Naples housing tops town hall agenda
NAPLES, Italy — Starting on Monday, all military personnel who receive orders to Naples will be placed in government housing if units are available.
The new policy, announced last month, was the main topic of discussion at Thursday night’s town hall meeting on the support site in Gricignano.
"Since I got here, we’ve been working to increase occupancy on the support site," said Capt. Robert Rabuse, the NSA Naples commander, who took over in June. "I pay a lease on all of the houses here, whether they’re empty or full. ... Every unoccupied house costs us money, and it costs us money for folks to live out in town."
While occupancy rates on the support site have increased over the past six months, there are currently 76 two-bedroom units and 60 three-bedroom units that are vacant. The overall occupancy rate is at about 87 percent, Rabuse said.

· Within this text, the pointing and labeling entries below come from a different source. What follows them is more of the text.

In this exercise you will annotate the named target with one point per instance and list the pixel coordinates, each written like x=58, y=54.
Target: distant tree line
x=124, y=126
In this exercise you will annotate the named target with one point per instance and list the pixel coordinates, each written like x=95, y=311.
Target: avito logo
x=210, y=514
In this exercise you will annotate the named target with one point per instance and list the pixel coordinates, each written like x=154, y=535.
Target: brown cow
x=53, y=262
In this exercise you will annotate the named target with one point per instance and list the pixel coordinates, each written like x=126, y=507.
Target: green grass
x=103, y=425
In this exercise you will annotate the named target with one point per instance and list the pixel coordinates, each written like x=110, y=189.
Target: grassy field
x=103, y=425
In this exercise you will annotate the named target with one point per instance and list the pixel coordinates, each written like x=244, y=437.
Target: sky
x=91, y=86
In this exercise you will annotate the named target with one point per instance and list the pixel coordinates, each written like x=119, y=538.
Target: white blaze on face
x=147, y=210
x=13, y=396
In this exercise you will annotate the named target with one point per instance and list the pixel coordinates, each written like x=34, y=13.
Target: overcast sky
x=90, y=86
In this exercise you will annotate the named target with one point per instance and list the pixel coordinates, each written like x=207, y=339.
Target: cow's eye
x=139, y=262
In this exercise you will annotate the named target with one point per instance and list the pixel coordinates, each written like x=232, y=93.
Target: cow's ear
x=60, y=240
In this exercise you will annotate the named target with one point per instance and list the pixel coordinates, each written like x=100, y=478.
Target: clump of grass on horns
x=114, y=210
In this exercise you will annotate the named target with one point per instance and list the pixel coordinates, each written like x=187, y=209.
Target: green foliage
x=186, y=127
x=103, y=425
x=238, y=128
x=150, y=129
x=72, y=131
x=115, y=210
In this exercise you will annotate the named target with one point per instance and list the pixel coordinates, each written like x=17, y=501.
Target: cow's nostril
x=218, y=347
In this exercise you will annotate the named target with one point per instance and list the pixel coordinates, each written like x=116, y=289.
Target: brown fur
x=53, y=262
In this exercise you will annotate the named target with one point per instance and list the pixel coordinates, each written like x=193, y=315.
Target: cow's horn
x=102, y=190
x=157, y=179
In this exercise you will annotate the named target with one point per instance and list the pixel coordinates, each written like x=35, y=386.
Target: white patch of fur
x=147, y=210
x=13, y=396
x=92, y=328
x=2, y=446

With the mandatory assignment policy now in effect, the command is considering lifting the ban on dogs in family housing on the support site. Some think it’s a bad idea and voiced their concerns.
"We can hear the neighbors as it is," said support site resident Joanne Burch. "As much as I love dogs and would love for my kids to have a dog, it’s just not conducive here in Naples, not in the apartment buildings. There’s nowhere for them to run, nowhere to walk. It’s going to take one dog off a leash to bite a child and everybody’s going to be up in arms."
Another issue raised at the meeting was the dwindling supply of free bottled water the command now provides to off-base residents. The current supply is expected to last until the end of April. When it runs out, no more will be purchased.
Rabuse urged those living on the economy to renegotiate their lease to ensure landlords provide bottled water.
Last year, the discovery of contaminated water in several off-base homes prompted the command to advise off-base residents to use bottled water for drinking, cooking and brushing teeth.
The issue of budget cuts affecting base services such as the shuttle bus also came up.
A new bus schedule with fewer trips between bases went into effect at the beginning of March, and further service reductions may be made.
"We’ll continue to take small cuts where we can, and some of them may not be so small," Rabuse said. "But I’m trying to not make entire programs go away."
Around 200 people attended the meeting, which lasted about 90 minutes.